Et III prop XIII scolio

Amore si muove dalla gioia, attribuita alla presenza di una cosa esterna: è

relazionale. L’amore dà potenza, per questo dal momento che si ama qualcosa, si tende a far sì che il sentimento venga ricambiato; oltretutto più è forte l’amore con cui si è ricambiati, più aumenta l’amore verso sé stessi, di conseguenza per il principio di imitazione la propria potenza. Così pure se si riceve amore senza alcun motivo, tale sentimento sarà ricambiato, dato che ogni qual volta si prova amore verso qualcosa, le si procura gioia. Riassumendo, con l’amore si tende a fare del bene, un bene che ricade su sé stessi.

Dato che anche questo sentimento muove dall’egoismo, nel momento in cui la cosa amata si unisce ad altro, si provano odio e invidia, la cosiddetta gelosia, che è

un’oscillazione dell’animo dall’amore all’odio. Allo stesso tempo, la gioia che procura la distruzione di ciò che si ha in odio, è accompagnata da una qualche tristezza, difatti non si potrà mai distruggere il suo ricordo, che procurerà sempre tristezza.
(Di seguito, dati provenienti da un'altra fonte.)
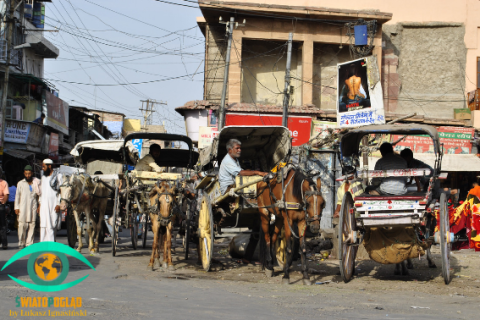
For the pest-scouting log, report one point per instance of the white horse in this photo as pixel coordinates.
(82, 194)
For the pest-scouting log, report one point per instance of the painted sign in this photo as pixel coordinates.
(138, 143)
(53, 146)
(359, 93)
(299, 127)
(56, 111)
(16, 131)
(455, 140)
(206, 136)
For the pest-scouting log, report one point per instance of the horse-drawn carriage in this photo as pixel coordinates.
(156, 198)
(285, 195)
(393, 228)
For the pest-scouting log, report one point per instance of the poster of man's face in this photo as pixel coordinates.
(353, 93)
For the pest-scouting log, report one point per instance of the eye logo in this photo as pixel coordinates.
(48, 266)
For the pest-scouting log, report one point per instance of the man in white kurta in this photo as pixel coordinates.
(49, 203)
(26, 204)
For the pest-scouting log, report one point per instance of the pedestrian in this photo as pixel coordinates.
(26, 207)
(49, 201)
(3, 212)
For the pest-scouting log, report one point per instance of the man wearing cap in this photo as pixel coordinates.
(49, 202)
(148, 163)
(3, 213)
(26, 207)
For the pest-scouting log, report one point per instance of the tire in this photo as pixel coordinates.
(116, 207)
(445, 242)
(206, 234)
(346, 228)
(71, 229)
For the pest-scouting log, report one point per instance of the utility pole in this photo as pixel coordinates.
(10, 22)
(286, 93)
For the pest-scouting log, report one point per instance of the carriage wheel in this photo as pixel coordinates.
(346, 249)
(134, 229)
(144, 232)
(71, 229)
(445, 239)
(206, 233)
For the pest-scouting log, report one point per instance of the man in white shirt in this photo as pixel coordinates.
(230, 167)
(49, 202)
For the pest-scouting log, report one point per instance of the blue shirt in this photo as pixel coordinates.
(13, 191)
(229, 169)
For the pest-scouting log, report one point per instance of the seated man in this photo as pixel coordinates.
(148, 163)
(230, 167)
(423, 181)
(389, 161)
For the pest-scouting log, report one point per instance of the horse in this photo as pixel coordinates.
(304, 206)
(82, 194)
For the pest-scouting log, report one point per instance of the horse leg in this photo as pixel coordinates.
(431, 263)
(79, 231)
(303, 253)
(169, 246)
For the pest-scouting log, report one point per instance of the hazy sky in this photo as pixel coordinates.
(109, 43)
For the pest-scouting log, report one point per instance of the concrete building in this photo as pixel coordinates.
(427, 51)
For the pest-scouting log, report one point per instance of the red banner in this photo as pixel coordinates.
(299, 127)
(455, 140)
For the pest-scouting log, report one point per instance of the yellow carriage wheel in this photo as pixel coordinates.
(206, 233)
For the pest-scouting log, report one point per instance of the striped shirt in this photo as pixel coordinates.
(391, 185)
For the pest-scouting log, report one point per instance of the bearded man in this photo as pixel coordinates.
(49, 202)
(26, 207)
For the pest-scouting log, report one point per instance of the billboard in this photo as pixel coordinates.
(298, 126)
(56, 112)
(359, 93)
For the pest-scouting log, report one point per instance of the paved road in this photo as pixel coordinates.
(122, 288)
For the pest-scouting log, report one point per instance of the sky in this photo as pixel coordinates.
(113, 54)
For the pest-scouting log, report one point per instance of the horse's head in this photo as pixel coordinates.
(66, 192)
(314, 203)
(165, 193)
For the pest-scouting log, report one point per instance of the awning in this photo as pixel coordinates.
(450, 162)
(21, 154)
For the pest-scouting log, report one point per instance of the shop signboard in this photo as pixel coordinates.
(455, 140)
(359, 93)
(298, 126)
(56, 111)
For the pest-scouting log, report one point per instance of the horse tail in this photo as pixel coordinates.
(263, 249)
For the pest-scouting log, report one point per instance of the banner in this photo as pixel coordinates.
(455, 140)
(359, 93)
(206, 136)
(16, 131)
(56, 112)
(299, 127)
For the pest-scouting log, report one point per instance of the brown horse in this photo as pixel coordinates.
(304, 206)
(162, 199)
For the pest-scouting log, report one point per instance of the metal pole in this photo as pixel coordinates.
(10, 20)
(221, 112)
(286, 93)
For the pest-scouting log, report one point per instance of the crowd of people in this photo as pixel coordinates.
(31, 197)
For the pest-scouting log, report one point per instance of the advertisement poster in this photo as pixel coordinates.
(455, 140)
(299, 127)
(56, 111)
(16, 131)
(359, 93)
(53, 146)
(206, 136)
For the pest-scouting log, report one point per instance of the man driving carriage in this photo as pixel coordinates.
(148, 163)
(230, 167)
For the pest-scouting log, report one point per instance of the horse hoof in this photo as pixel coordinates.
(307, 282)
(269, 273)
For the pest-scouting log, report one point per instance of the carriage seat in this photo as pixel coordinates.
(407, 196)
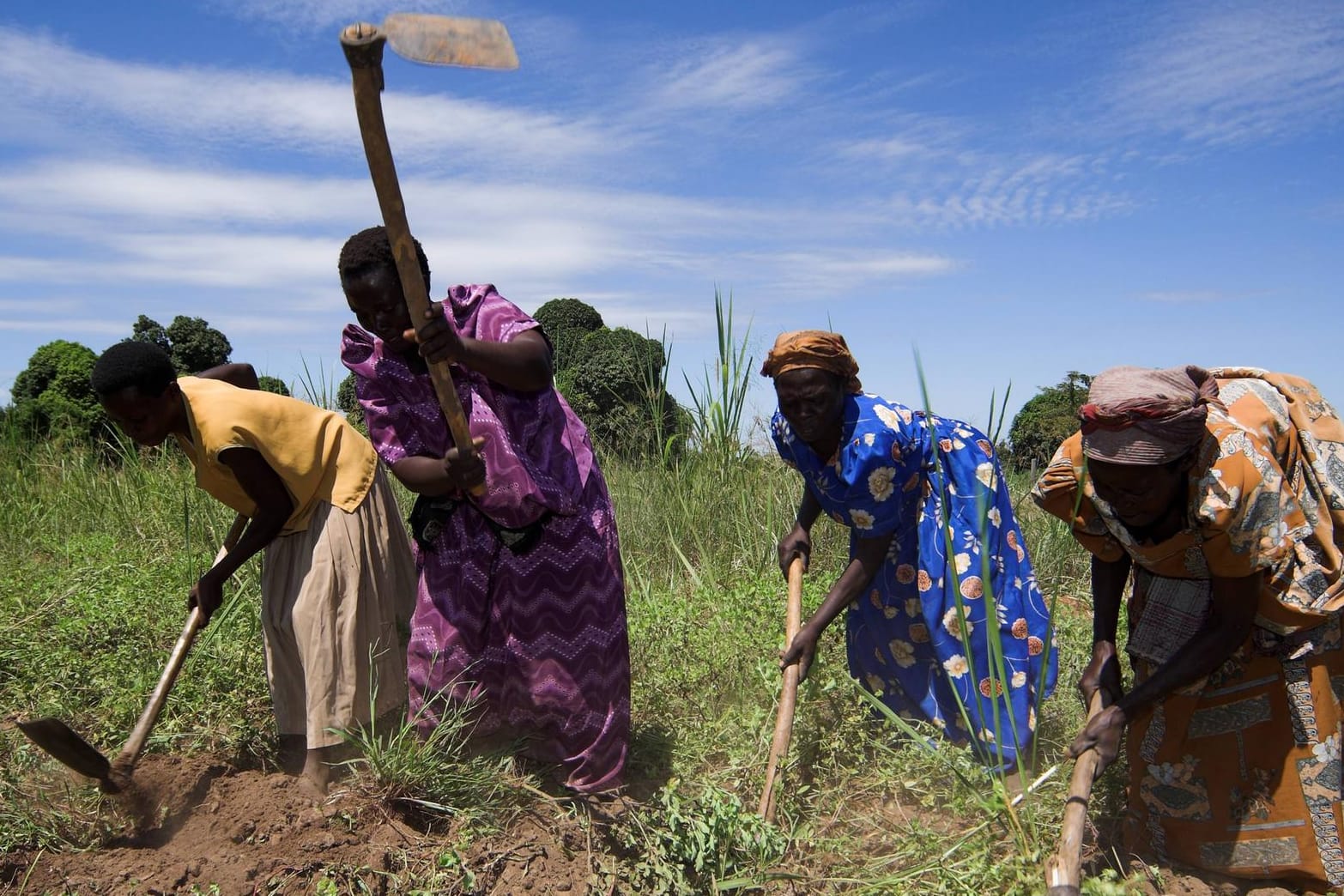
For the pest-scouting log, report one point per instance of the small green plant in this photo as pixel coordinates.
(695, 844)
(436, 772)
(719, 403)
Al contrario dell’amore, l’odio è la tristezza attribuita alla presenza di una cosa esterna, così chi ha in odio qualcosa tenderà ad infliggergli del male. Inoltre, se

qualcuno ci ha in odio, pur senza motivo, lo odieremo a nostra volta, perché si è colpiti da una tristezza accompagnata dall’idea di chi o cosa ci odia.

E’ necessario sottolineare che un moto dell’animo può essere combattuto, sconfitto, allontanato esclusivamente da un moto dell’animo più forte. Così l’odio si accresce con l’odio reciproco, ma può essere sconfitto dall’amore. Ciò accade perché quest’ultima passione ha la capacità di potenziare l’individuo più dell’odio, poiché procura gioia: in questo caso la gioia dell’amore è unita alla gioia della sconfitta della tristezza, correlata all’odio. Quest’ultimo meccanismo non può essere cercato consciamente, ovvero non si può pensare di aver in odio qualcuno per poi poter essere inondato da una gioia

maggiore, data dall’amore.

Capire che un soggetto non può essere totalmente la causa della gioia o tristezza, poiché immerso in un sistema, aiuta a ridurre l’odio e l’amore che si prova verso di esso: non esistono soggetti liberi, ovvero sciolti dalla catena delle cause, da ciò si evince che nessun uomo è totalmente responsabile delle proprie azioni. E’ il determinismo a governare la Natura spinoziana: con le dovute distinzioni, sia Dio, sia le singole cose rispondono necessariamente ai decreti divini. Di conseguenza l’amore e l’odio verso una cosa che si crede libera, sono maggiori di quelli provati verso una cosa necessaria. Poi, dal momento che gli uomini si ritengono liberi, questi provano odio e amore più verso i propri simili, che verso tutto il resto.